Successful Implementation

According to Hotspots Revisited, about 750 million U.S. dollars has gone into biodiversity hotspot conservation over the last 15 years. That funding includes significant grants from the MacArthur Foundation, which is widely regarded as a pioneer in hotspot conservation.

"The concept has been remarkably successful in catalyzing some really significant funding from donors that has allowed us to channel resources into these places," Hoffmann said.

Madagascar, for example, is on a roll. At the 2003 World Parks Congress in South Africa, Madagascar's President Marc Ravalomanana pledged to triple the size of the nation's protected-area network and asked the conservation community for help. To date, more than 35 million U.S. dollars has been raised.
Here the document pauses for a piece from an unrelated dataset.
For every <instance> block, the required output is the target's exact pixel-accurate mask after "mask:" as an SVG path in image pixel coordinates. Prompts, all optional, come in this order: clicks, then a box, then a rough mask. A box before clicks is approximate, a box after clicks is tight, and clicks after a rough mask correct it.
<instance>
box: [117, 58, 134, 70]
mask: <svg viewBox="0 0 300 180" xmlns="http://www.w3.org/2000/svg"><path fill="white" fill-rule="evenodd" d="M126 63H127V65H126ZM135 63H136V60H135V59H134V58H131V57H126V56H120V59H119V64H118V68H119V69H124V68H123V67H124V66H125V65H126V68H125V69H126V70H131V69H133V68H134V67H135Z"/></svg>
But not all hotspots are experiencing such success. According to Conservation International, Southeast Asia's Sundaland hotspot—which includes the islands of Sumatra, Java, and Borneo—is deteriorating rapidly in the face of unabated commercial logging and agriculture expansion.

Also, the conservation community has yet to fully embrace the biodiversity hotspot strategy.

Peter Karveiva, a scientist with the Nature Conservancy in Seattle, Washington, said the hotspot approach to conservation is effective at protecting long lists of species. But, he said, it fails to maintain important ecosystem services that all humans need to survive. "Biodiversity hotspots should always be a factor in deciding where we work and should always be a major part of conservation planning," he said. "But we need to supplement our maps of species richness with maps of carbon storage, of fisheries production, of clean water, of agricultural systems, and so forth."

Hoffman said that failure to protect the hotspots would result in the loss of nearly 50 percent of Earth's plants and terrestrial vertebrates.